Late at night

Under the moonlight I am alone, my only companions
are the stars in the skies and the moon. I walk by with
No apparent destination, only going where my feet take me.
I only have thoughts of what I could’ve done differently
And how it would have changed things, would I have been
Lonely and sad as I am now? Though I like solitude I would
Rather be with you than alone with my thoughts, ones that
Defy my will and bring more sadness. I try to bring my thoughts
Under control but I give up. I walk on unconsciously and yet
Somehow finding myself in a place well known to me, I look
Around surprised and I look back down at where you lie somewhere
Rotting in that enclosed, claustrophobic box. I look on my eyes
Becoming glassy and tears fall from my cheeks as I cry noiselessly .
I ignore everything around me and I stand there for what seems like
A millennium.

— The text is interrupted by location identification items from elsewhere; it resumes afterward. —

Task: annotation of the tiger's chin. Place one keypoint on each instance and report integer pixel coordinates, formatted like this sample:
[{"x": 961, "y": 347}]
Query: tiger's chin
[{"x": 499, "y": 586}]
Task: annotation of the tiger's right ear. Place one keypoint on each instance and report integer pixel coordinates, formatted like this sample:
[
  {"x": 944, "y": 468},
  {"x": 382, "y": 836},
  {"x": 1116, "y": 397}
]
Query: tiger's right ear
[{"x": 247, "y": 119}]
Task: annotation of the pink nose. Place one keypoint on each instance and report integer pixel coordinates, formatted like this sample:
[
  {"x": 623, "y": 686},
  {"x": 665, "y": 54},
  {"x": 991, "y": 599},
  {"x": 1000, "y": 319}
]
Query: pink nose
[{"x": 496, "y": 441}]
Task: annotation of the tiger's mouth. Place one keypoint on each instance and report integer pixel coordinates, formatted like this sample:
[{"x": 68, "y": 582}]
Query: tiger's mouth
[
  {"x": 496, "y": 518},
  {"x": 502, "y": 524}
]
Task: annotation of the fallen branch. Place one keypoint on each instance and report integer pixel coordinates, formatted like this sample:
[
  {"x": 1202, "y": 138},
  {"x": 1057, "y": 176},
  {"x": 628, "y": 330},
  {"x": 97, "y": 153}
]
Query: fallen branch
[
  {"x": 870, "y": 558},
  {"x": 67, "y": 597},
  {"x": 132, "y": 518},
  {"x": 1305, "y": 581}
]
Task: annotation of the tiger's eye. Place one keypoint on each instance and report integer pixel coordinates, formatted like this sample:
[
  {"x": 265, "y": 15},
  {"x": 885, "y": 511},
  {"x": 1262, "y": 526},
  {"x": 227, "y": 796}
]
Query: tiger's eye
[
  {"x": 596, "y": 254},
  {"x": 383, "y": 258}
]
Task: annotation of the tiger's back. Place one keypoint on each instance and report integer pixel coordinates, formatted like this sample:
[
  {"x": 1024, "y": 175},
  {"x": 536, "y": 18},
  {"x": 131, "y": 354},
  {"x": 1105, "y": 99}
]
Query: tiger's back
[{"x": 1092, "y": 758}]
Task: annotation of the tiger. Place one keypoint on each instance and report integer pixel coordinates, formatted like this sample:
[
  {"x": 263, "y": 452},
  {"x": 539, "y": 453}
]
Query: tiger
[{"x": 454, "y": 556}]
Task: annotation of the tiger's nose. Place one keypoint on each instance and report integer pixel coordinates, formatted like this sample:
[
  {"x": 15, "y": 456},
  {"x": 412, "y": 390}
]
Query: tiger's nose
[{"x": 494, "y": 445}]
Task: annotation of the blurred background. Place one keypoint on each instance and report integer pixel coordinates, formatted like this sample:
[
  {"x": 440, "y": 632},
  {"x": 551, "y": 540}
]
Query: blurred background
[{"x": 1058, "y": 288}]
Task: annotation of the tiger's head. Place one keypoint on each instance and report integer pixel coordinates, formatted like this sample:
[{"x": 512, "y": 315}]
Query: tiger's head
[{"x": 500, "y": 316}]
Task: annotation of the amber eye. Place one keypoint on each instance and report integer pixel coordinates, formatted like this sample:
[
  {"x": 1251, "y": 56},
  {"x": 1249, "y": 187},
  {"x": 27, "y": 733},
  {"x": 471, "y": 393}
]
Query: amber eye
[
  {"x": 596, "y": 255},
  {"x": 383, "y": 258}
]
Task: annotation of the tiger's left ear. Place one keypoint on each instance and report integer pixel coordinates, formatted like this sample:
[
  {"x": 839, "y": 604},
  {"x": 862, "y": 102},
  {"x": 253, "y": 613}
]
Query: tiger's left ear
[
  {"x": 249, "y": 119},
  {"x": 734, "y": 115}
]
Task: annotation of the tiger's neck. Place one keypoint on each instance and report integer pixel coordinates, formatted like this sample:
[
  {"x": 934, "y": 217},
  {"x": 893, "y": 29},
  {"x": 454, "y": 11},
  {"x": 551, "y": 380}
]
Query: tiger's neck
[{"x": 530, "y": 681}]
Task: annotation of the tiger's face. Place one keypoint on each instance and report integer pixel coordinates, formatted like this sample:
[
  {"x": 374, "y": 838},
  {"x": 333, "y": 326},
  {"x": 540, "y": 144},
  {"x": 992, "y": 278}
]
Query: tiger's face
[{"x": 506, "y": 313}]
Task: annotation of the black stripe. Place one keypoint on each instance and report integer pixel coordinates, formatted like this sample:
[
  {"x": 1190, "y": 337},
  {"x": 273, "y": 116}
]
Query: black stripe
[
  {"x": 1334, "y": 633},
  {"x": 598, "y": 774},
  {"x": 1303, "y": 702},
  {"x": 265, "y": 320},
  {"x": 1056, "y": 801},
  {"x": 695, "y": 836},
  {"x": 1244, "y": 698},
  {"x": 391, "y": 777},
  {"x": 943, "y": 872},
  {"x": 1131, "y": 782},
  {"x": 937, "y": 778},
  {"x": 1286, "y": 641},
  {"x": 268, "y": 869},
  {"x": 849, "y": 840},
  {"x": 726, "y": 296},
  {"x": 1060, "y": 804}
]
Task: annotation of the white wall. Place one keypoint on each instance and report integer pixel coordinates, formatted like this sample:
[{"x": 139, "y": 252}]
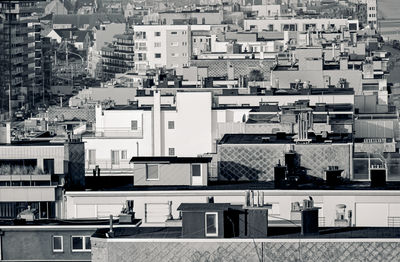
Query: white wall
[{"x": 282, "y": 199}]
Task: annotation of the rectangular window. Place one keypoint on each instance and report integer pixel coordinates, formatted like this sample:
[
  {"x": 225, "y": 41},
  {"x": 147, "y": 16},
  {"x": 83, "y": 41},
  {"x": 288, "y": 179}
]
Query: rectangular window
[
  {"x": 171, "y": 151},
  {"x": 58, "y": 244},
  {"x": 92, "y": 156},
  {"x": 211, "y": 224},
  {"x": 48, "y": 166},
  {"x": 134, "y": 125},
  {"x": 114, "y": 157},
  {"x": 152, "y": 172},
  {"x": 196, "y": 170},
  {"x": 80, "y": 243},
  {"x": 124, "y": 154}
]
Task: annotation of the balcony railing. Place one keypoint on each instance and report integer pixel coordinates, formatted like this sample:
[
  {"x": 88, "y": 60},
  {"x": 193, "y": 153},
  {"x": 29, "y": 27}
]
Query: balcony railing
[{"x": 107, "y": 165}]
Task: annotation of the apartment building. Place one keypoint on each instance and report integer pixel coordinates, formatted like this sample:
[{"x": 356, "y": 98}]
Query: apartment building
[
  {"x": 34, "y": 173},
  {"x": 299, "y": 24},
  {"x": 118, "y": 57},
  {"x": 153, "y": 130},
  {"x": 161, "y": 46},
  {"x": 18, "y": 53}
]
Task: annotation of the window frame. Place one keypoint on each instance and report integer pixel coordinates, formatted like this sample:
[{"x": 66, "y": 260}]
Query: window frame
[
  {"x": 124, "y": 152},
  {"x": 62, "y": 244},
  {"x": 216, "y": 224},
  {"x": 137, "y": 125},
  {"x": 158, "y": 173},
  {"x": 173, "y": 151},
  {"x": 191, "y": 169},
  {"x": 84, "y": 249}
]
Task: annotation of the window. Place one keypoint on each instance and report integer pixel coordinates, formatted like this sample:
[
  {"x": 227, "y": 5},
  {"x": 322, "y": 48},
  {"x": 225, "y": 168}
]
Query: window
[
  {"x": 171, "y": 151},
  {"x": 92, "y": 156},
  {"x": 134, "y": 125},
  {"x": 58, "y": 244},
  {"x": 152, "y": 172},
  {"x": 81, "y": 243},
  {"x": 124, "y": 154},
  {"x": 211, "y": 224},
  {"x": 114, "y": 157},
  {"x": 48, "y": 166},
  {"x": 196, "y": 170}
]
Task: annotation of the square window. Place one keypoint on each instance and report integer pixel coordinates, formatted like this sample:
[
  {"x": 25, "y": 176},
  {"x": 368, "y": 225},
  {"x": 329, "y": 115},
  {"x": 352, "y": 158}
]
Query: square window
[
  {"x": 134, "y": 125},
  {"x": 58, "y": 244},
  {"x": 77, "y": 243},
  {"x": 152, "y": 172},
  {"x": 171, "y": 151},
  {"x": 196, "y": 170},
  {"x": 124, "y": 154},
  {"x": 81, "y": 243},
  {"x": 211, "y": 220}
]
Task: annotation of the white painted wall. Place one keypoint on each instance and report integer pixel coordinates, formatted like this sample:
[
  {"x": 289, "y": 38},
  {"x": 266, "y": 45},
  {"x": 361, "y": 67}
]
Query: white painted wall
[{"x": 282, "y": 199}]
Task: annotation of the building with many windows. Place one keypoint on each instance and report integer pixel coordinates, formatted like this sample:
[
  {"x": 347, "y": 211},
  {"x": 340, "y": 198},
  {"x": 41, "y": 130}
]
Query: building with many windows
[
  {"x": 118, "y": 57},
  {"x": 161, "y": 46},
  {"x": 17, "y": 54}
]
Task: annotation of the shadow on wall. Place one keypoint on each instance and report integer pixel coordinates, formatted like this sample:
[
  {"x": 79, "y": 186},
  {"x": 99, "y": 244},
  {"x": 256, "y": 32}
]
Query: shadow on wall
[{"x": 230, "y": 170}]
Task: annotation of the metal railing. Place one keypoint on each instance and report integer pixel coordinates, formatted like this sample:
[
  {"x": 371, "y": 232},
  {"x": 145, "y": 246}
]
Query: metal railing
[{"x": 393, "y": 221}]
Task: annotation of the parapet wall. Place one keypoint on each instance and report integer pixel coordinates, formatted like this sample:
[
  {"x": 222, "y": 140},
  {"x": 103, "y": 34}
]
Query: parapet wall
[{"x": 271, "y": 250}]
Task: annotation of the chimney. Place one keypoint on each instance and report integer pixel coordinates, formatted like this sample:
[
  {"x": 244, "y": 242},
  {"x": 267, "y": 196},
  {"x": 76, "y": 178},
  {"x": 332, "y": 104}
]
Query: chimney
[
  {"x": 5, "y": 133},
  {"x": 157, "y": 123},
  {"x": 110, "y": 233}
]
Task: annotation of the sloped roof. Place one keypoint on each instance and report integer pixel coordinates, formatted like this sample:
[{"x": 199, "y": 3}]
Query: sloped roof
[{"x": 92, "y": 19}]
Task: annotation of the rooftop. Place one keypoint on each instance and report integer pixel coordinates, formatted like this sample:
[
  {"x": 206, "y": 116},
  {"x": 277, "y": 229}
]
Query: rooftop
[
  {"x": 171, "y": 159},
  {"x": 282, "y": 138},
  {"x": 273, "y": 232}
]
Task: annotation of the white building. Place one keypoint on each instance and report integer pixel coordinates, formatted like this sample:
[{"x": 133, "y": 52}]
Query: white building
[
  {"x": 161, "y": 45},
  {"x": 300, "y": 25},
  {"x": 126, "y": 131}
]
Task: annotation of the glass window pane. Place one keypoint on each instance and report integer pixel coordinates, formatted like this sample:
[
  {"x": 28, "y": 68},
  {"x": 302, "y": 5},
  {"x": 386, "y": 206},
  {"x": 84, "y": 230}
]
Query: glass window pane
[
  {"x": 87, "y": 243},
  {"x": 211, "y": 224},
  {"x": 77, "y": 243},
  {"x": 361, "y": 169},
  {"x": 57, "y": 243},
  {"x": 152, "y": 172},
  {"x": 196, "y": 170}
]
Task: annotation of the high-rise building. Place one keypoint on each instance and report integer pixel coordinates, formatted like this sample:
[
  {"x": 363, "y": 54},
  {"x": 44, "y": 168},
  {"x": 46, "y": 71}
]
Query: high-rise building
[
  {"x": 119, "y": 56},
  {"x": 17, "y": 54},
  {"x": 161, "y": 45}
]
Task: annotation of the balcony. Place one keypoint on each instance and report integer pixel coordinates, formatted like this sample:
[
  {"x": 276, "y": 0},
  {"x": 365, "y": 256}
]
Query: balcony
[{"x": 107, "y": 167}]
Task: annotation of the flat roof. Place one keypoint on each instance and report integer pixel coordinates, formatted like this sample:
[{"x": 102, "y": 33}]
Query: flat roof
[
  {"x": 273, "y": 232},
  {"x": 282, "y": 138},
  {"x": 170, "y": 159},
  {"x": 204, "y": 206},
  {"x": 249, "y": 185}
]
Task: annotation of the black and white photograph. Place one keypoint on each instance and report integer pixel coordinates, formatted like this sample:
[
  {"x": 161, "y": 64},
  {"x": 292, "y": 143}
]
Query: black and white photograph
[{"x": 200, "y": 130}]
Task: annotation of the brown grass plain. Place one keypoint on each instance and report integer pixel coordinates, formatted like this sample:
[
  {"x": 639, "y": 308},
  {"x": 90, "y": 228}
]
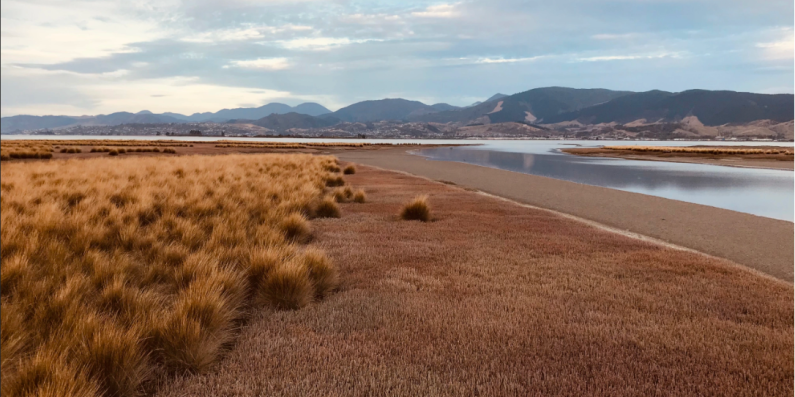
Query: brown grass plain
[{"x": 494, "y": 299}]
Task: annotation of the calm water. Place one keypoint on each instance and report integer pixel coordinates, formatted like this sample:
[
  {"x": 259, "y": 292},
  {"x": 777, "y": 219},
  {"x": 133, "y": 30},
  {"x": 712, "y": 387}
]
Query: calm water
[{"x": 769, "y": 193}]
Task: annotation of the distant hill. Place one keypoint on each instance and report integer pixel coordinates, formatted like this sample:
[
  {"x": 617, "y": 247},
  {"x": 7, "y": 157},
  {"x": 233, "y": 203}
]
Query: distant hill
[
  {"x": 283, "y": 122},
  {"x": 24, "y": 123},
  {"x": 549, "y": 105},
  {"x": 529, "y": 106},
  {"x": 384, "y": 109},
  {"x": 310, "y": 108},
  {"x": 712, "y": 108},
  {"x": 29, "y": 123},
  {"x": 441, "y": 107},
  {"x": 492, "y": 98}
]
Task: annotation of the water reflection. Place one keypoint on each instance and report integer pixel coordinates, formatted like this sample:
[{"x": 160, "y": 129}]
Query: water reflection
[{"x": 769, "y": 193}]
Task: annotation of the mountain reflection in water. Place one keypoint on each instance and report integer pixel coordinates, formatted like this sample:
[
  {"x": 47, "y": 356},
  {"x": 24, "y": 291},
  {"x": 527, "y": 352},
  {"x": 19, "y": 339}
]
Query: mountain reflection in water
[{"x": 769, "y": 193}]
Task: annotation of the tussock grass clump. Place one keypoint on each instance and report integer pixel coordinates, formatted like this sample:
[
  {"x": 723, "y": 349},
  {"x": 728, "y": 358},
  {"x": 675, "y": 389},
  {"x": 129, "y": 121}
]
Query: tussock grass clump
[
  {"x": 288, "y": 286},
  {"x": 296, "y": 228},
  {"x": 417, "y": 209},
  {"x": 327, "y": 208},
  {"x": 359, "y": 196},
  {"x": 117, "y": 272},
  {"x": 323, "y": 274}
]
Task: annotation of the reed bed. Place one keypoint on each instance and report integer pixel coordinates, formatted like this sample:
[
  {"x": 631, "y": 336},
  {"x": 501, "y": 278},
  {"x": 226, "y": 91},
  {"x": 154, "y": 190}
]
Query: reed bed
[
  {"x": 117, "y": 273},
  {"x": 25, "y": 150},
  {"x": 705, "y": 150},
  {"x": 289, "y": 145},
  {"x": 104, "y": 149},
  {"x": 120, "y": 142}
]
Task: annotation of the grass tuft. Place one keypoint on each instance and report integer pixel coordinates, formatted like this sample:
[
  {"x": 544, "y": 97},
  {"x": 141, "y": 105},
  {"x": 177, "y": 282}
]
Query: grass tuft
[
  {"x": 327, "y": 208},
  {"x": 288, "y": 286},
  {"x": 296, "y": 228},
  {"x": 148, "y": 264},
  {"x": 323, "y": 274},
  {"x": 418, "y": 209}
]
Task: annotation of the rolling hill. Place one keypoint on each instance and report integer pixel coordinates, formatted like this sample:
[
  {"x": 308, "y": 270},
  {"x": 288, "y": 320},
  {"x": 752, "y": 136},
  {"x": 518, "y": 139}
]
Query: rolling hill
[
  {"x": 383, "y": 109},
  {"x": 283, "y": 122},
  {"x": 529, "y": 106},
  {"x": 712, "y": 108}
]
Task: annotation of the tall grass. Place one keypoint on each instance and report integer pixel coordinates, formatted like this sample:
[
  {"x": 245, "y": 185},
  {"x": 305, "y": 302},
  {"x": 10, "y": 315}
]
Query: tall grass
[{"x": 116, "y": 272}]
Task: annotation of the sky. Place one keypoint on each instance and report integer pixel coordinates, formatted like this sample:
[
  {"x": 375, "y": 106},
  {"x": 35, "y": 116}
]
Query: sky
[{"x": 86, "y": 57}]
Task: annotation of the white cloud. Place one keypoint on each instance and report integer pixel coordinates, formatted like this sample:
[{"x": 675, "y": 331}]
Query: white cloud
[
  {"x": 609, "y": 36},
  {"x": 319, "y": 43},
  {"x": 242, "y": 34},
  {"x": 438, "y": 11},
  {"x": 49, "y": 32},
  {"x": 262, "y": 63},
  {"x": 509, "y": 60},
  {"x": 782, "y": 49},
  {"x": 604, "y": 58}
]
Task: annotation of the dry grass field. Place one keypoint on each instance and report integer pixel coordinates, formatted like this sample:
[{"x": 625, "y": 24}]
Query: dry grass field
[
  {"x": 493, "y": 299},
  {"x": 118, "y": 272}
]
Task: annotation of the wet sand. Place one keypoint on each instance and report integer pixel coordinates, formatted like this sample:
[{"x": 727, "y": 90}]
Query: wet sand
[{"x": 764, "y": 244}]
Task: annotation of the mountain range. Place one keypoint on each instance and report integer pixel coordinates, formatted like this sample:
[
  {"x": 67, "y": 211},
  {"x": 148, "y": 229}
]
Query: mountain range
[
  {"x": 550, "y": 105},
  {"x": 28, "y": 123}
]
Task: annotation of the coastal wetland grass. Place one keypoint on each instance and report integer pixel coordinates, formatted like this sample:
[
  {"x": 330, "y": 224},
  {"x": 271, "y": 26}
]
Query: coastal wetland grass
[
  {"x": 418, "y": 209},
  {"x": 135, "y": 269}
]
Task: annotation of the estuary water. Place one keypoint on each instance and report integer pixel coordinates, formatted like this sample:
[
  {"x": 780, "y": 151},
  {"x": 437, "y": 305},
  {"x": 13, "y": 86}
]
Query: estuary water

Inside I am broken and lonely, a storm at seas that never
Ceases, never falters, on the outside I am calm and secretive. I try to hold on to
What strength I have left but sometimes I think I only hold on because you asked
me to. I remember your last words whispered before you left me
And I start walking away with new tears, not caring who sees
I walk away in this new day that brings only sorrow and sadness.
I hide it all with a smile, though it never reaches my eyes
No one cares enough to see what’s wrong with me as I cry out silently.